宇宙で生命を探す時、人間は恒星からちょうど良い距離にある「液体の水が存在するのに十分暖かい地球のような惑星」に注目します。これをゴルディロックゾーンと呼びます。
しかし、太古の昔の宇宙はほとんどすべてのエリアがゴルディロックゾーンだったタイミングがあります。
ビッグバン直後、宇宙は非常に高温でしたが、宇宙が膨張するにつれ温度は冷えていきました。
ビッグバンから約1000万年から1700万年が経過したタイミングでは、宇宙は現在の1000倍も若く、0度から100度の間、つまり水が液体である温度を保っていました。
つまり、137億年以上前のこの時期は、宇宙全体が生命を維持するのに適した温度だったわけです。ただし、適温だけで生命が誕生するわけではありません。炭素や酸素のような化学元素も必要で、それらは星の中心部で作られます。
しかし、ビッグバン直後の宇宙に星は存在したのでしょうか。物質が特に濃い宇宙の領域では、存在した可能性があります。もしもそのような恒星が存在したなら、質量は非常に大きく、わずか300万年で超新星となり、塵・小惑星・惑星・生命の材料を形成するのに必要な化学元素を宇宙に播いた可能性があります。
もしかしたら、生命の最初の祖先はもっとエキゾチックで、水すら必要とせず、アンモニアやエタンのような、0度をはるかに下回る温度で液体状態を維持できる物質で繁栄していたとも考えられます。
このアイデアの真骨頂は、現在の宇宙が生命にとって極めて過酷な環境であるのに対して、当時の宇宙は生命が誕生するための条件が基本的にどこにでも揃っていたかもしれないという点にあるとKurzgesagtは指摘。

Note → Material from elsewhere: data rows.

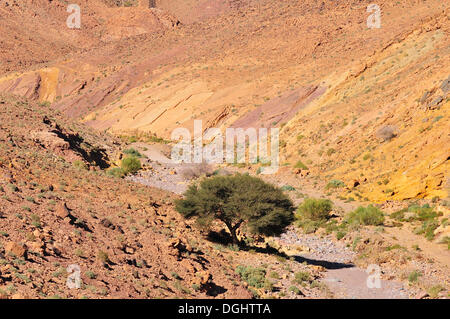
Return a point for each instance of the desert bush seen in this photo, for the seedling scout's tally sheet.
(369, 215)
(386, 133)
(335, 183)
(288, 188)
(132, 152)
(130, 165)
(301, 277)
(255, 277)
(237, 200)
(314, 209)
(197, 170)
(300, 165)
(115, 172)
(80, 165)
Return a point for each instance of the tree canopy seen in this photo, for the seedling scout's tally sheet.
(236, 200)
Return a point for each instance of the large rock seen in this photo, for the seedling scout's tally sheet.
(16, 249)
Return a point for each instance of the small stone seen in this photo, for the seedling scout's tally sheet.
(62, 211)
(18, 250)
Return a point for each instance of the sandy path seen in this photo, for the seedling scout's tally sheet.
(342, 277)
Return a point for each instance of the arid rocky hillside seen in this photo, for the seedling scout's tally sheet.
(363, 115)
(253, 57)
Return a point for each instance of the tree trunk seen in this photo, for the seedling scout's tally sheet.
(232, 230)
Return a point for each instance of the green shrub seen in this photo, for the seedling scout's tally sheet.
(314, 209)
(80, 165)
(369, 215)
(115, 172)
(255, 277)
(236, 200)
(132, 152)
(130, 165)
(301, 277)
(414, 276)
(295, 290)
(300, 165)
(335, 183)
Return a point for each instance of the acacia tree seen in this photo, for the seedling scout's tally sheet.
(237, 200)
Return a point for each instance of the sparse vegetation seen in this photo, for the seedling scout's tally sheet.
(369, 215)
(236, 200)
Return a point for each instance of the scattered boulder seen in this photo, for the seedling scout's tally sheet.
(62, 211)
(16, 249)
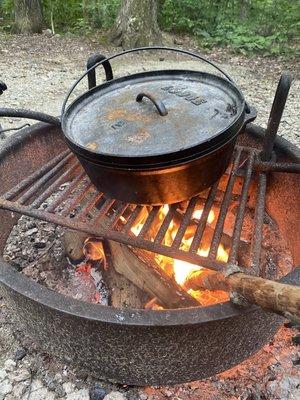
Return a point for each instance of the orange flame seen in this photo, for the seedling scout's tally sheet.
(182, 269)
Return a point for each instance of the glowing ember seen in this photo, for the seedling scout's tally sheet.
(198, 213)
(182, 269)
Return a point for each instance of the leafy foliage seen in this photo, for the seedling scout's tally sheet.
(268, 26)
(271, 27)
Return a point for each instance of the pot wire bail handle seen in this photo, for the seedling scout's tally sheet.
(148, 48)
(161, 108)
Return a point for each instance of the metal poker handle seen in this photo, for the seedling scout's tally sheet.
(277, 109)
(160, 48)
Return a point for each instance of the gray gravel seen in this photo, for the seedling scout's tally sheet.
(38, 72)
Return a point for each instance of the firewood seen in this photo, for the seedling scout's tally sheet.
(123, 293)
(277, 297)
(149, 277)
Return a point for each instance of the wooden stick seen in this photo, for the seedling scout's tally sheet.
(277, 297)
(123, 293)
(149, 277)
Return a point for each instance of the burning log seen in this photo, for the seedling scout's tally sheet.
(277, 297)
(144, 273)
(123, 293)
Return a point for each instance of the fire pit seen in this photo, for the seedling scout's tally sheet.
(171, 344)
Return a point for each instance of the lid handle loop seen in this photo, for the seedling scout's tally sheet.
(161, 108)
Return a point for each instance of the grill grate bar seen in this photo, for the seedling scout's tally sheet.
(43, 180)
(33, 177)
(203, 220)
(224, 207)
(241, 211)
(118, 213)
(82, 215)
(75, 183)
(104, 209)
(185, 222)
(111, 234)
(132, 219)
(51, 189)
(77, 200)
(151, 217)
(164, 226)
(258, 222)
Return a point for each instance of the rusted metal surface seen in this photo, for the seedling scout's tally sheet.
(176, 345)
(78, 200)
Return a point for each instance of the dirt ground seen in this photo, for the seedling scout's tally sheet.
(38, 71)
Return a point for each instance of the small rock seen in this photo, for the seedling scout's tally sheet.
(39, 245)
(114, 396)
(68, 387)
(5, 388)
(81, 394)
(47, 32)
(31, 232)
(20, 354)
(143, 396)
(19, 390)
(178, 41)
(3, 375)
(22, 375)
(97, 393)
(9, 365)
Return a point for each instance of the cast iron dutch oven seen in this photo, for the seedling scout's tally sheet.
(155, 137)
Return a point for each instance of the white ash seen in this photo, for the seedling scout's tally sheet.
(36, 249)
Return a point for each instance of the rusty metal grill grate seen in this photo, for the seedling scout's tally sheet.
(61, 193)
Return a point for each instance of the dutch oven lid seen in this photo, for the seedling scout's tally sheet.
(154, 117)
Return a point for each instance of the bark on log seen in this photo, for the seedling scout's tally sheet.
(28, 16)
(277, 297)
(136, 24)
(123, 293)
(149, 277)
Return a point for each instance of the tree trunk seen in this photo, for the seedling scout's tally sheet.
(136, 24)
(28, 16)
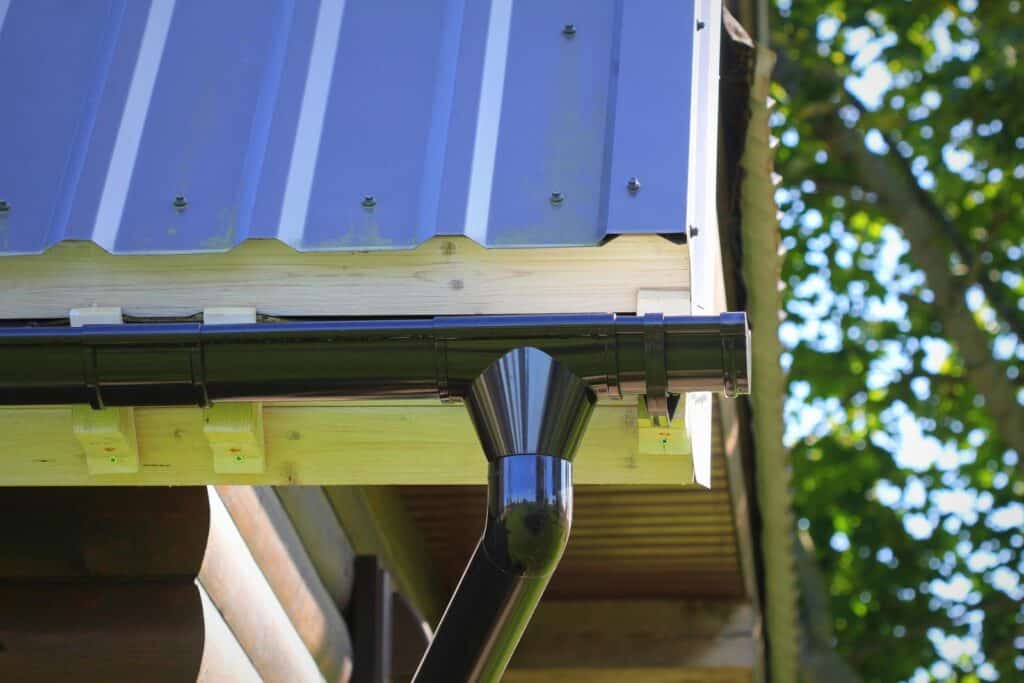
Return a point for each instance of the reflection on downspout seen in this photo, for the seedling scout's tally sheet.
(529, 413)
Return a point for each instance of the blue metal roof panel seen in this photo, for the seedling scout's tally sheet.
(187, 126)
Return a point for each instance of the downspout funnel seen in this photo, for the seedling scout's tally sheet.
(529, 413)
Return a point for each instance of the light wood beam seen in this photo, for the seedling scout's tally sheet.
(278, 550)
(637, 640)
(318, 444)
(329, 548)
(115, 631)
(442, 276)
(242, 594)
(223, 658)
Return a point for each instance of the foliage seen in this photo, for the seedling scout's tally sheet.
(907, 483)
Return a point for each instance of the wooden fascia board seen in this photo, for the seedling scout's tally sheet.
(442, 276)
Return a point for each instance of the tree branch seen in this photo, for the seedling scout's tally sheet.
(818, 660)
(931, 237)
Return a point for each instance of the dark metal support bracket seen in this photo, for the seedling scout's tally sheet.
(370, 622)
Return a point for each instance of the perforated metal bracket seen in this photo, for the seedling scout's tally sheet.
(107, 435)
(235, 431)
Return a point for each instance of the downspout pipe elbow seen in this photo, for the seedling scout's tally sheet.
(529, 413)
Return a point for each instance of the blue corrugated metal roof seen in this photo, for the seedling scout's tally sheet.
(341, 125)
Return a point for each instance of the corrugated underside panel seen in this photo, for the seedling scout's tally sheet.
(627, 542)
(188, 126)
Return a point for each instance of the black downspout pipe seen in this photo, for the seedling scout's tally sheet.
(529, 413)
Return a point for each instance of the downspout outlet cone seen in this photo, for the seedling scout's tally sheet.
(529, 413)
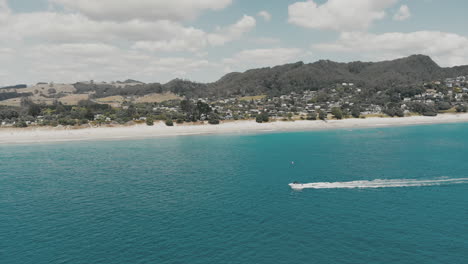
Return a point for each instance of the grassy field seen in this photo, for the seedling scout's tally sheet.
(157, 98)
(250, 98)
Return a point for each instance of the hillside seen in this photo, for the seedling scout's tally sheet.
(406, 72)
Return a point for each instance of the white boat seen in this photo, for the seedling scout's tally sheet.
(296, 186)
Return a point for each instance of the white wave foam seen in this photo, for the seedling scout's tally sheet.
(378, 183)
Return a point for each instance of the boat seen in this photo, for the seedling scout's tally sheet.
(296, 186)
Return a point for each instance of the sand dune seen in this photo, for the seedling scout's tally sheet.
(44, 134)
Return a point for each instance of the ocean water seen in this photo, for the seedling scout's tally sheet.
(225, 199)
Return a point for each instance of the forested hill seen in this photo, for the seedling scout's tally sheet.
(404, 72)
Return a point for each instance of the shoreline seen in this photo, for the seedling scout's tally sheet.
(52, 135)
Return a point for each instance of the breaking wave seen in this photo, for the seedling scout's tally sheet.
(378, 183)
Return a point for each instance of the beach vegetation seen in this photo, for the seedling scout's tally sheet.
(322, 115)
(312, 116)
(169, 122)
(337, 113)
(149, 121)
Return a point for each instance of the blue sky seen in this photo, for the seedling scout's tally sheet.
(158, 40)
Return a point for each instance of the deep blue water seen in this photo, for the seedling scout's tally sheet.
(225, 199)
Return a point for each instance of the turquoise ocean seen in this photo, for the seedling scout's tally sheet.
(225, 199)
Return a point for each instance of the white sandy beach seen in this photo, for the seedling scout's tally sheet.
(44, 134)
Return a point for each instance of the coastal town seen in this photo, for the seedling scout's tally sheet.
(342, 100)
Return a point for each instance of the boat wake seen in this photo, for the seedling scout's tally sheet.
(379, 183)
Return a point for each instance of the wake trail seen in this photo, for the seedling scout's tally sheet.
(379, 183)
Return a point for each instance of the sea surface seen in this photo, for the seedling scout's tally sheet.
(225, 199)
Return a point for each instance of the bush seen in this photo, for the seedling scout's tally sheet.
(149, 121)
(356, 112)
(322, 115)
(263, 117)
(169, 122)
(213, 119)
(312, 116)
(337, 113)
(21, 124)
(461, 108)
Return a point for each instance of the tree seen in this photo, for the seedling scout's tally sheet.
(150, 121)
(461, 108)
(169, 122)
(213, 119)
(356, 111)
(203, 109)
(312, 116)
(262, 118)
(337, 113)
(322, 115)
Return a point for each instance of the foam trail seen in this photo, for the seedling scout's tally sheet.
(379, 183)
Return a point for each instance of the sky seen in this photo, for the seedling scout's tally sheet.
(66, 41)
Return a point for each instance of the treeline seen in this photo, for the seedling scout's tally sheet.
(19, 86)
(10, 95)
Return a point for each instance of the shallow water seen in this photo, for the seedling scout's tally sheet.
(226, 199)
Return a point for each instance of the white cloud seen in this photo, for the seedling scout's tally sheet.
(265, 15)
(223, 35)
(195, 42)
(4, 11)
(98, 61)
(339, 15)
(447, 49)
(265, 41)
(121, 10)
(403, 13)
(254, 58)
(162, 35)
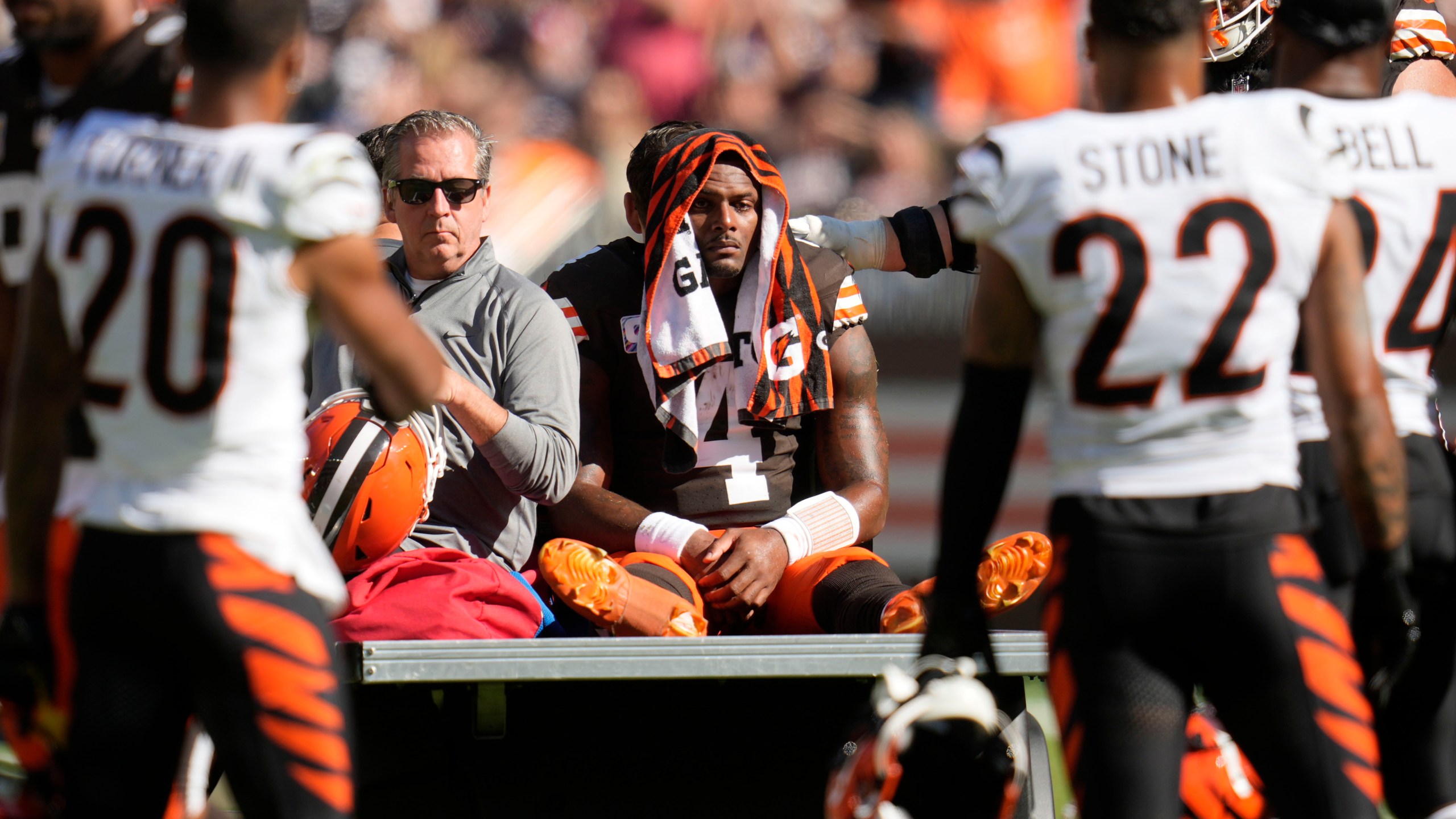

このような期間が数千万年も続いた可能性があり、その場合、原始生命はどんな岩石の上でも、星の間でも誕生することができたということになります。
もしも生命が宇宙から地球にやってきたのであれば、太陽系の他の場所に生命が存在している可能性は十分にあります。
火星の乾いた川底や、エンケラドゥスやエウロパの暖かい地下の海で、生命が見つかる可能性があります。
タイタンには、9000万年前の宇宙と同じくらい暖かいエタンとメタンの海、川、湖があります。つまり、タイタンで生命を発見することができれば、宇宙でどのようにして生命が誕生したのかに関する理論を実証することにも近づくわけです。
ただし、今のところ我々人類が宇宙を観測している中で、人間のような存在は見つけられていません。しかしそれは、生命としての複雑さを実現するには100億年以上の時間が必要だったからかもしれません。もしかしたら、微生物でいっぱいの世界、エキゾチックな魚でいっぱいの海、奇妙な動物でいっぱいの大陸が何百万と存在する可能性もあります。
さらに、人間と同じように、つい最近意識を獲得し、自分たちは孤独な存在なのかと空を眺める生命体が宇宙のどこかに存在する可能性もあります。生命は今、数え切れないほどの形態で、あらゆる種類の宇宙環境で繁栄している可能性すらあると、Kurzgesagtは指摘しました。